CHURCHILL, Winston S. Eight galley proofs of The Second World War used by Denis Kelly to create the 1959 Abridged Edition under Churchill's supervision. Together 77 pages, foolscap (some staining, rust marks at corners). Extensively annotated by Denis Kelly. Each galley initialed "K" in pencil with one initialed "H" (Alan Hodge). With Kelly's 6-volume set of The Second World War used to create the abridgement. A mixed set of U.K. and U.S. editions (v.1, 4th English ed.; vols. 2-3 U.S. eds., without d/j; v.4, 2d English ed.; vols. 5-6 1st English ed.).
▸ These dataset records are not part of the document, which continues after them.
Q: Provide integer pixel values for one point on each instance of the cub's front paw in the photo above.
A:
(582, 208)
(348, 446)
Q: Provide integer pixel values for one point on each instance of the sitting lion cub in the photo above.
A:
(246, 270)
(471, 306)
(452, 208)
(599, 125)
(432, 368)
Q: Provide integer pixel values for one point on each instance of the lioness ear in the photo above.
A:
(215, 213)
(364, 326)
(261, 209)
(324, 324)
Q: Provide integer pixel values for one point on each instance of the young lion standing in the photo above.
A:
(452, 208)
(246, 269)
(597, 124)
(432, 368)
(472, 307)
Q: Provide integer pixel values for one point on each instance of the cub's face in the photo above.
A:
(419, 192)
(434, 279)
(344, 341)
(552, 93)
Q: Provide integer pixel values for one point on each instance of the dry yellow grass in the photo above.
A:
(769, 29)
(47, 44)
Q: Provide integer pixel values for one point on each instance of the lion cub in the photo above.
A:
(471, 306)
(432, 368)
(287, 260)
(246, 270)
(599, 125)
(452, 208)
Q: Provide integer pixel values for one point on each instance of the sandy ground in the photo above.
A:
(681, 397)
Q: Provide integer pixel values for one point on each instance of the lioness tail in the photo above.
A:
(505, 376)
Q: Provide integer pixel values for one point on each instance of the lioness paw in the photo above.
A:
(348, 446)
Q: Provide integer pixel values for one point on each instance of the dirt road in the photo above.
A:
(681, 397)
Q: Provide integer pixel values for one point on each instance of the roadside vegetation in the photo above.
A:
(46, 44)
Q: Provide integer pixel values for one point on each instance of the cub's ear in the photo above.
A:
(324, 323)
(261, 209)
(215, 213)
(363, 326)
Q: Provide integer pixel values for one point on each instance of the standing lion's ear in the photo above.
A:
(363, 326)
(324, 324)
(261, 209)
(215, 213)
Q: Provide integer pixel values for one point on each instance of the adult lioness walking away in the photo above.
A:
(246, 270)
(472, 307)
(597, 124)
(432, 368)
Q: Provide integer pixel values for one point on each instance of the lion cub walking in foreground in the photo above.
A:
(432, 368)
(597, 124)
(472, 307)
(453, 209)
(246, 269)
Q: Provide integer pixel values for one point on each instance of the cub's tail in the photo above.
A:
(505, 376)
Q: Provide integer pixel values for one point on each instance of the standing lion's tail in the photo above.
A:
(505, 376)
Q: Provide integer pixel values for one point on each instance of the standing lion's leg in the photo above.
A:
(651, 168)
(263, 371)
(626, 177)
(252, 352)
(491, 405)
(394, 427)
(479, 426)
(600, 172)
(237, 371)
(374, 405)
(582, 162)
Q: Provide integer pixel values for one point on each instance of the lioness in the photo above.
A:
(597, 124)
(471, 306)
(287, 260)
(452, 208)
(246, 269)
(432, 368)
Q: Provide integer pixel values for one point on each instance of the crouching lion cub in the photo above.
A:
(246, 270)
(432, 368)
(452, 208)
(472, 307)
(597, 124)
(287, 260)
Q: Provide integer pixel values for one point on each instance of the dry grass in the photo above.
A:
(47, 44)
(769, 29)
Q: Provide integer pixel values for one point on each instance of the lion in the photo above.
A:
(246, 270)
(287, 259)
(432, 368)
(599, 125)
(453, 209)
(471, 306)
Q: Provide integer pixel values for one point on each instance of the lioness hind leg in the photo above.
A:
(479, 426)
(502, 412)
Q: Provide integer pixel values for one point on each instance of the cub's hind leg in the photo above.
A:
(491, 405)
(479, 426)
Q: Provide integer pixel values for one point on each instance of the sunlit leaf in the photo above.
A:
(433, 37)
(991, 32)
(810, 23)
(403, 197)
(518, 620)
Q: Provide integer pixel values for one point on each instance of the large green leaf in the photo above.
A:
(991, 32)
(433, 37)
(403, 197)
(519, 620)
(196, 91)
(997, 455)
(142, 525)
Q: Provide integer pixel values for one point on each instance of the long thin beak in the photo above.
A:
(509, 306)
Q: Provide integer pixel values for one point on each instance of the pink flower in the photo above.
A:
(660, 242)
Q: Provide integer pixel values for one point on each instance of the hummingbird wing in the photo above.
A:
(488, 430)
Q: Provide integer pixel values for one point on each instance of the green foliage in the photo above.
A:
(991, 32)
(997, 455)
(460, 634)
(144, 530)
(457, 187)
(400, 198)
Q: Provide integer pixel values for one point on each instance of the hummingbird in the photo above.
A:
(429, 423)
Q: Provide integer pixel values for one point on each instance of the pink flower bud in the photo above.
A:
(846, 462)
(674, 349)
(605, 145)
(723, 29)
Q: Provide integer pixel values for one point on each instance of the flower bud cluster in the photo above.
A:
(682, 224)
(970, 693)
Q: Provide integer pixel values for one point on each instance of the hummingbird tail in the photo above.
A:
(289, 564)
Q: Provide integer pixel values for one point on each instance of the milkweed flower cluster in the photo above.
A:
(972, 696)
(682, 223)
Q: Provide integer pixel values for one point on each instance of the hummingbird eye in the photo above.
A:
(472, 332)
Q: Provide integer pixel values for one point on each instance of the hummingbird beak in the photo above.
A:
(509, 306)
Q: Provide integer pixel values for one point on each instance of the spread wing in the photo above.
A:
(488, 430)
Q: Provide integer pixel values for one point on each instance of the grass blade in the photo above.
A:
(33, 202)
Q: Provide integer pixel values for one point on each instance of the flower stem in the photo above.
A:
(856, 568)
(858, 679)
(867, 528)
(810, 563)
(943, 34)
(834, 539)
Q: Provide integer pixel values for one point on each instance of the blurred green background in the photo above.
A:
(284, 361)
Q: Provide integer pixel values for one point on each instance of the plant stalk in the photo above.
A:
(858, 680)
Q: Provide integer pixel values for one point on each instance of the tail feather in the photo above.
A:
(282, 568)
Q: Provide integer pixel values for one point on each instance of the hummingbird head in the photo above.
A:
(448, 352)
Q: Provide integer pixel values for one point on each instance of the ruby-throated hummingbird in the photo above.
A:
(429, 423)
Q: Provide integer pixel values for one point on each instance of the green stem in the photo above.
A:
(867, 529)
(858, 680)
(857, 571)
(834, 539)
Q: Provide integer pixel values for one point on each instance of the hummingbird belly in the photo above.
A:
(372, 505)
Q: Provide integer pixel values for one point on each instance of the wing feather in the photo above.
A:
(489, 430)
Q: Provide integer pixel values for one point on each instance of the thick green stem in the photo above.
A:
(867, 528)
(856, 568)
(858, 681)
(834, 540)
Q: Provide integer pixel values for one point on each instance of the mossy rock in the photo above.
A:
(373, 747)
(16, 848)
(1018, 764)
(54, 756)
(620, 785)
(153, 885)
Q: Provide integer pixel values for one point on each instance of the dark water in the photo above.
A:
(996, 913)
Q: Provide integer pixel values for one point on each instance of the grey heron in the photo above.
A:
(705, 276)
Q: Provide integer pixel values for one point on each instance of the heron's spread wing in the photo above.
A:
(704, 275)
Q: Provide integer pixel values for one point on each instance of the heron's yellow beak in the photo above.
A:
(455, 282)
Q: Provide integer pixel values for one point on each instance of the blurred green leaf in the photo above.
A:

Dust jackets chipped, some pages excised or detached from v.6.
THE GALLEYS AND VOLUMES USED FOR THE ABRIDGED EDITION OF CHURCHILL'S Second World War MEMOIRS
The galleys comprise: five loose sheets of tables of contents with annotations as to word counts for each chapter; Chapter 1 (from volume 1, Book 1): "The Follies of the Victors;" Chapter 2: "Peace at Its Zenith, 1922-1931;" Chapter 3, "Adolf Hitler;" Chapter 4: "The Locust Years;" Chapter 5, "The Darkening Scene;" Chapter 3 (from volume 2, Book 4), "Relations With Vichy and Spain;" and Chapter 10 (from volume 3, Book 4), "The Fate of the Bismarck." This edition contains an interesting Epilogue by Churchill that ranges across the historic events of the postwar years: his Iron Curtain speech, Soviet relations and the nuclear threat, Korea, Vietnam, India and the conflicts between Israelis and Arabs: "Ever since the Balfour declaration of 1917 I have been a faithful supporter of the Zionist cause." He decries the Jewish violence against British Mandate officials and soldiers as "an odious act of ingratitude." But his harshest words are for the Arabs who "profess irreconcilable hostility to the new State...Both honour and wisdom demand that the State of Israel should be preserved..."
Kelly received the not very munificent sum of £2,000 for the gargantuan labor of reducing Churchill's six volumes and 2 million words into a single volume of almost 1,100 pages and 436,000 words. At times he was overwhelmed. "It has been hard going," he reported to Churchill, "rather like killing someone else's child." But the abridgement was well received and served, as historian David Reynolds wrote, "to weld Churchill's name, image and words ever more firmly onto World War II" (In Command of History, 513).